The color of the solution changed from brown (PNC) to dark green (PNC@MB), red (PNC@NR), or blue (PNC@NB and PNC@AA) after dye encapsulation (Figure 1f). The negatively charged surface of PNC (−27.7 ± 0.1 mV) increased to −21.8 ± 0.2 mV (PNC@AA), – 16.7 ± 1.0 mV (PNC@NR), −16.0 ± 0.6 mV (PNC@MB), and −5.3 ± 0.6 mV (PNC@NB) because of the loaded positively charged dyes (Figure 1g). Dynamic light scattering (DLS) data showed that PNC, PNC@MB, PNC@AA, PNC@NR, and PNC@NB had narrow size distributions (polydispersity index (PDI) < 0.1). The hydrodynamic diameter of the PNC increased (~55 nm) due to the loaded dyes (Figure 1h). Monodispersed PBDT-TA@PDA and PNC were observed using nanoparticle tracking analysis (NTA) that further verified the size distribution of nanoparticles from DLS data (Figure 1i and Figure S8).
Multiple Interactions in the Dye–PNC Assemblies.
PDA is composed of abundant amine and catechol groups, and thus, it can accommodate multiple noncovalent interactions (e.g., hydrogen bonding, electrostatic, π–π stacking, hydrophobic interactions) that enable it to efficiently load a variety of small molecular dyes.46,47 More free dye was loaded in the PNC where the surface of PNC was less PEGylated as confirmed by DLS and absorbance (Figure 2a and Figure S9). This is because PEG neutralizes the surface charge and the steric bulk of PEG reduces dye-PDA interactions (Figure S10).48 However, the PEGylated PNC enabled a 3-fold increase in dye loading efficacy in a basic solvent (pH 8.5) over water due to PDA deprotonation (Figure S11). Furthermore, the PEGylated PNCs showed higher loading efficiency of MB (81%), AA (80%), and NB (73%) dyes compared to PDA nanoparticles: MB (72%), AA (71%), and NB (60%) (Figure 2b). Correspondingly, the dye-loaded PNC featured a 1.3-fold higher absorption peak than the dye-loaded solid PDA nanoparticles, indicating that hollow PDA nanostructure can load more dyes due to the 1.73-fold increased surface area (Figure S12).40
MB, AA, and NB dyes are positively charged, and heterocyclic aromatic molecules that contain p-orbital electrons. These dyes can potentially interact with PDA through a variety or combination of noncovalent interactions such as hydrophobic, π–π, and electrostatic interactions.49 To corroborate which interactions govern the stability of different dye–PDA assemblies, PNC@MB, PNC@AA, and PNC@NB were all incubated in 10 mM of NaCl, HCl, NaOH, urea, Triton X-100, DMSO, DMF, and SDS (Figure 2c,d). First, DMSO and DMF are organic solvents that can break π–π interactions:50 PNC released the loaded MB, AA, and NB dyes under the organic solvents as a result of π–π interactions being interrupted. Second, SDS or TritonX-100 are surfactants that can destroy ionic or nonionic interactions.51 Likewise, PNC released the loaded dyes under the ionic or nonionic surfactants due to the disassembly of weak ionic or hydrophobic interactions.
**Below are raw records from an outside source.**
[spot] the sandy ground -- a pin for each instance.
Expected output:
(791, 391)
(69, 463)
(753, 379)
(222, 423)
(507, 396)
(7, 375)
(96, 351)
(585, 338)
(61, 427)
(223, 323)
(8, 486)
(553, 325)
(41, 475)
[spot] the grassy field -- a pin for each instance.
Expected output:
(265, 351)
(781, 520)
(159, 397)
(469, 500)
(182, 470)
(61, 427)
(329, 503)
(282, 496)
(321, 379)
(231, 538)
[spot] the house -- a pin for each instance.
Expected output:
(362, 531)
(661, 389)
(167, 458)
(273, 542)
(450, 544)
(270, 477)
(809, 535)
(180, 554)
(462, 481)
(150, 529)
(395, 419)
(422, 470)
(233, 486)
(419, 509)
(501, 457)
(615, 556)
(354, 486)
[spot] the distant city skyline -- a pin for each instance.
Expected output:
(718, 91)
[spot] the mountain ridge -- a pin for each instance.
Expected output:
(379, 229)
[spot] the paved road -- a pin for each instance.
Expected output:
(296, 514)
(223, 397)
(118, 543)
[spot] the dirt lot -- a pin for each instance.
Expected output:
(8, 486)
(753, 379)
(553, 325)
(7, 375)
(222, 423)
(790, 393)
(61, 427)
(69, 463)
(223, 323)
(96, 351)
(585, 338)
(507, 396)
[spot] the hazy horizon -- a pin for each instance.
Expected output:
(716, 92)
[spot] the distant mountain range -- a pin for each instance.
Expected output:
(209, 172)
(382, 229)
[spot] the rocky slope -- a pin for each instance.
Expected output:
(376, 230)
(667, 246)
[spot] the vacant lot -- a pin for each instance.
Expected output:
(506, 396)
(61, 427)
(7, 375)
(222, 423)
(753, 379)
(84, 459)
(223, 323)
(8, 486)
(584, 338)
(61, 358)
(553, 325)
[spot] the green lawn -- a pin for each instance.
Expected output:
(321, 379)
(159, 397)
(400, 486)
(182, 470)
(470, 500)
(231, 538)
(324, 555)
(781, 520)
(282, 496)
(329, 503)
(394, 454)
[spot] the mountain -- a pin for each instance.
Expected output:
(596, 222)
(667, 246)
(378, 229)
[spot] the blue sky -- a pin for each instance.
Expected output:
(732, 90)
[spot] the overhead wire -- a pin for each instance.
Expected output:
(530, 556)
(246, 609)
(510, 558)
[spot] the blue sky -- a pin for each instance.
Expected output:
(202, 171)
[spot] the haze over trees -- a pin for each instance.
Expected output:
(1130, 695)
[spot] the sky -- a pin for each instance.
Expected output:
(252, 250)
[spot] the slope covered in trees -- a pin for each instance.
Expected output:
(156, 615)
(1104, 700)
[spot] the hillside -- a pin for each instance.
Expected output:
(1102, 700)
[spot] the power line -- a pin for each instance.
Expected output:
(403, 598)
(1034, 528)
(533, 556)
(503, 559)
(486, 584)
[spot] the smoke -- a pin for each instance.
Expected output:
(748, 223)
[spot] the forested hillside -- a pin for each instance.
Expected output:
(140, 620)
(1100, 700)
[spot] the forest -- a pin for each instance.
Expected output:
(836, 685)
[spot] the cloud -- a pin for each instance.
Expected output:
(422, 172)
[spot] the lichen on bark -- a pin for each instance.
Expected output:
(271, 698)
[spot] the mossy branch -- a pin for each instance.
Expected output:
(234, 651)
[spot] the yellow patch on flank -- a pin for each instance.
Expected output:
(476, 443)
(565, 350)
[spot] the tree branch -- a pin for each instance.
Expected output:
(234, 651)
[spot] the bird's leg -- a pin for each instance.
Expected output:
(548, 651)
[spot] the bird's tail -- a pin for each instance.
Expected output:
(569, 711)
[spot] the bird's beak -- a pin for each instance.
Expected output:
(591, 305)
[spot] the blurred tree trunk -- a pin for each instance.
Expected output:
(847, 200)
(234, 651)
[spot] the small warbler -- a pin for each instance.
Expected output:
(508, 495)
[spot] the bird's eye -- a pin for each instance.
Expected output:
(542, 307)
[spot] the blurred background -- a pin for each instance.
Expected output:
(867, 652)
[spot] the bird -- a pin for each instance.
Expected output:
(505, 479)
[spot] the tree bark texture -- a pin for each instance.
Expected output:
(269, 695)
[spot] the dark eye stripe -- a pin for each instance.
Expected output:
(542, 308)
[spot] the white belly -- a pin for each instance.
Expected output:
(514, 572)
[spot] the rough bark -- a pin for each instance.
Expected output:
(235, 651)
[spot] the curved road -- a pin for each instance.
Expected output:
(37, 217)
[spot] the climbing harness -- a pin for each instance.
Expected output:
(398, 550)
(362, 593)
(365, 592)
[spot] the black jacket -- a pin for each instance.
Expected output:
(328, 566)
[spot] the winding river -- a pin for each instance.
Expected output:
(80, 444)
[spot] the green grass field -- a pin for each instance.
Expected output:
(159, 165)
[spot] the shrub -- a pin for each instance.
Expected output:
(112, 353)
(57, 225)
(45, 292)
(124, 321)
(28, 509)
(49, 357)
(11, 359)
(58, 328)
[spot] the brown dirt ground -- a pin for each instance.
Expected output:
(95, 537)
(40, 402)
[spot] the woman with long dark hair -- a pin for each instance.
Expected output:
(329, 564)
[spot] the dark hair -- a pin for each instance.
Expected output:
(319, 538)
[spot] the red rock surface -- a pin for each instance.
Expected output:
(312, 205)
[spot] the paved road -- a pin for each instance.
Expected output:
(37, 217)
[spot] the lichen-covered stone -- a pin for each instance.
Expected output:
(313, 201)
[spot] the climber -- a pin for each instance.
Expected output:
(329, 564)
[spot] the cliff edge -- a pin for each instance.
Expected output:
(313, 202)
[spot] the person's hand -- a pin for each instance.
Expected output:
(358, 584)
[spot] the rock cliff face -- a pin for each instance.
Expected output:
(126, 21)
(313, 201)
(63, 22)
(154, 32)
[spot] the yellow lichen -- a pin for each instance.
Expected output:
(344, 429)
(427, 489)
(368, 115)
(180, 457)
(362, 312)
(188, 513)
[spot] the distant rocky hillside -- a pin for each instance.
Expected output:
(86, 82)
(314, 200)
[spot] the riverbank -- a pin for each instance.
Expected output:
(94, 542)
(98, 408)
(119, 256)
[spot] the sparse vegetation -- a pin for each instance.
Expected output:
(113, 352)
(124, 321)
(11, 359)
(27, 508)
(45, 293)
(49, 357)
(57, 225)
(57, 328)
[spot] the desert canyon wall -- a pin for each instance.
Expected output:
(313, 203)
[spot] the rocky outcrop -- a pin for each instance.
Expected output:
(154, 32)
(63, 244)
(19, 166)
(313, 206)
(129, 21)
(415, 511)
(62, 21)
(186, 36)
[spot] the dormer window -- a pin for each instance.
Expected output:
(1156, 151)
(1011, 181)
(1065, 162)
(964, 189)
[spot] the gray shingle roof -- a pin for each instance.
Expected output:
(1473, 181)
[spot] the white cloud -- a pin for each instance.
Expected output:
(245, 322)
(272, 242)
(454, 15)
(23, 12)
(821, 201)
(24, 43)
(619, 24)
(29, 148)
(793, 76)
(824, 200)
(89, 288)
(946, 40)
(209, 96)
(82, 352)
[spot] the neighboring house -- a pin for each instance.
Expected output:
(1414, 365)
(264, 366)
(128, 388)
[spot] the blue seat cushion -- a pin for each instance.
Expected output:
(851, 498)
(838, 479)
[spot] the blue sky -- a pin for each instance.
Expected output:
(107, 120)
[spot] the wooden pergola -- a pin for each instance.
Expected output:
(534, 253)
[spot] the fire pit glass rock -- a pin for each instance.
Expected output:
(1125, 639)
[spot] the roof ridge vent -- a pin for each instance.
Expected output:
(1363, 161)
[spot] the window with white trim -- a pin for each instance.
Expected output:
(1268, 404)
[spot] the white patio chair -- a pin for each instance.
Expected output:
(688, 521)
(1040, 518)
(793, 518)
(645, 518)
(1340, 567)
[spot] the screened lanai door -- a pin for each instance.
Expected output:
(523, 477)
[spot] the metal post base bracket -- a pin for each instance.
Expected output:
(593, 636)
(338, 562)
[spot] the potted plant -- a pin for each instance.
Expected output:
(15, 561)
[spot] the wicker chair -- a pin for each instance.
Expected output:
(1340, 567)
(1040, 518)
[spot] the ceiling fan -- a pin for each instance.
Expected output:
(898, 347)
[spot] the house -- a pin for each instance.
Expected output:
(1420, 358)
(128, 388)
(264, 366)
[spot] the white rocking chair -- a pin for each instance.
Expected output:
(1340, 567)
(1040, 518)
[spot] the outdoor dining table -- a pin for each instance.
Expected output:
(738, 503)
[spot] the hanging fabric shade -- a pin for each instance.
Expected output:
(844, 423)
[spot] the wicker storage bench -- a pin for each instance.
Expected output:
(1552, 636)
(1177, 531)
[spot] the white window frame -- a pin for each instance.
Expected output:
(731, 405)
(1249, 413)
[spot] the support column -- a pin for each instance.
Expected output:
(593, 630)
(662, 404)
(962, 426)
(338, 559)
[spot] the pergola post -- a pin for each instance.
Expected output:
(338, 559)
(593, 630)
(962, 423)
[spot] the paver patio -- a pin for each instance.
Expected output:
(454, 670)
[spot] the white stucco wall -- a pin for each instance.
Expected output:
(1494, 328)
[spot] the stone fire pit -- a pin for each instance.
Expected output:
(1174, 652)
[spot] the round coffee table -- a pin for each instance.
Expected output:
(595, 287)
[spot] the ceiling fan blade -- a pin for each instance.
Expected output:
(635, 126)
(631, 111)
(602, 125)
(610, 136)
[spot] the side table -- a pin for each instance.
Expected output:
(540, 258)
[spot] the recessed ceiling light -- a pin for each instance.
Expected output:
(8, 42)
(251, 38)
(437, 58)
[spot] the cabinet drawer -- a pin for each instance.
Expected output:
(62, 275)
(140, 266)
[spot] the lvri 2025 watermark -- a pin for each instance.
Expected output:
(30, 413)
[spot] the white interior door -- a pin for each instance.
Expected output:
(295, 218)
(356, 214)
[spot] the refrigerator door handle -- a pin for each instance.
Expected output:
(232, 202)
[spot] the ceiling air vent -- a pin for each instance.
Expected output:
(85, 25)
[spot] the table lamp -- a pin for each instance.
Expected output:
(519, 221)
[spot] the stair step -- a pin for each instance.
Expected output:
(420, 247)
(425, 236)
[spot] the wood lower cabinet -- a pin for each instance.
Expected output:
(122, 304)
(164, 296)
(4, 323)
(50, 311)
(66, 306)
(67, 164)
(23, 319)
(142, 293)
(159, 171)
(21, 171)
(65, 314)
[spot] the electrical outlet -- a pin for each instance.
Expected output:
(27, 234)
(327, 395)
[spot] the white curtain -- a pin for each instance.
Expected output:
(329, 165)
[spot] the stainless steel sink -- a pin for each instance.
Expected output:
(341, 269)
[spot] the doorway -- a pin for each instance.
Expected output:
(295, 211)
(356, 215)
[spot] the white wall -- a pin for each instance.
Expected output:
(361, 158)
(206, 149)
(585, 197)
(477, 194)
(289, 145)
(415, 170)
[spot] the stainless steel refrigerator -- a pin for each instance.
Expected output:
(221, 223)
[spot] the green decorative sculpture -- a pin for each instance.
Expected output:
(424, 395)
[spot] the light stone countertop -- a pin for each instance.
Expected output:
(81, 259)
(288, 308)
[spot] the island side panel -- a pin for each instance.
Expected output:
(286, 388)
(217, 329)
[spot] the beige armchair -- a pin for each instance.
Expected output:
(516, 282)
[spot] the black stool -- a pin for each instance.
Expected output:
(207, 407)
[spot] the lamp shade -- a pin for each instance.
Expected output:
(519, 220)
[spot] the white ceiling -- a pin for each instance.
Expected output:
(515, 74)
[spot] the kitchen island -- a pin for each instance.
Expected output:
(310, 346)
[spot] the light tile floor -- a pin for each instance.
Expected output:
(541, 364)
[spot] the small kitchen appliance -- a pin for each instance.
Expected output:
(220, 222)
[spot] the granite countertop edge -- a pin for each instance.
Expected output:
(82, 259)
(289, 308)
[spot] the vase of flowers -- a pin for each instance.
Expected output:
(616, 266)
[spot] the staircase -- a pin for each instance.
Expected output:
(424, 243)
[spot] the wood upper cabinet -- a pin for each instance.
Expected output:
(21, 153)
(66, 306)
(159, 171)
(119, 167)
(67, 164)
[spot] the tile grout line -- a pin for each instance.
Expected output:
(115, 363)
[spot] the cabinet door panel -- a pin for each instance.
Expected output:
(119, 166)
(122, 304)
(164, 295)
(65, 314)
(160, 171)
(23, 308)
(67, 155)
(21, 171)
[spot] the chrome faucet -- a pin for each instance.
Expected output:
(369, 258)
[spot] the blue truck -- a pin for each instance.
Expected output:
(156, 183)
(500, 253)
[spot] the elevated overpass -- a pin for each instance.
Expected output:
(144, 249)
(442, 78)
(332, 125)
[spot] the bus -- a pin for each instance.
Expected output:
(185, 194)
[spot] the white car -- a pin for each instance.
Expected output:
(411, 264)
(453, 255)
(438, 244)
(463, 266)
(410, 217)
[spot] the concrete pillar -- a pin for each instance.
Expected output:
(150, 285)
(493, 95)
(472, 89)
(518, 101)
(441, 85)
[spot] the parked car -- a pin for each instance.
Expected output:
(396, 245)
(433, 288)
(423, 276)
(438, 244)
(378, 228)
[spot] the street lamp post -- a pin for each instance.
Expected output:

Lastly, PNCs also released the loaded dyes in acidic condition (pH ≈ 2), but there was no release of the loaded dye in 10 mM of NaOH (pH ≈ 12), NaCl, and urea that can destroy hydrogen bonding. Thus, we conclude that electrostatic, hydrophobic, and π–π interactions were involved in the formation of PNC@MB, PNC@AA, and PNC@NB.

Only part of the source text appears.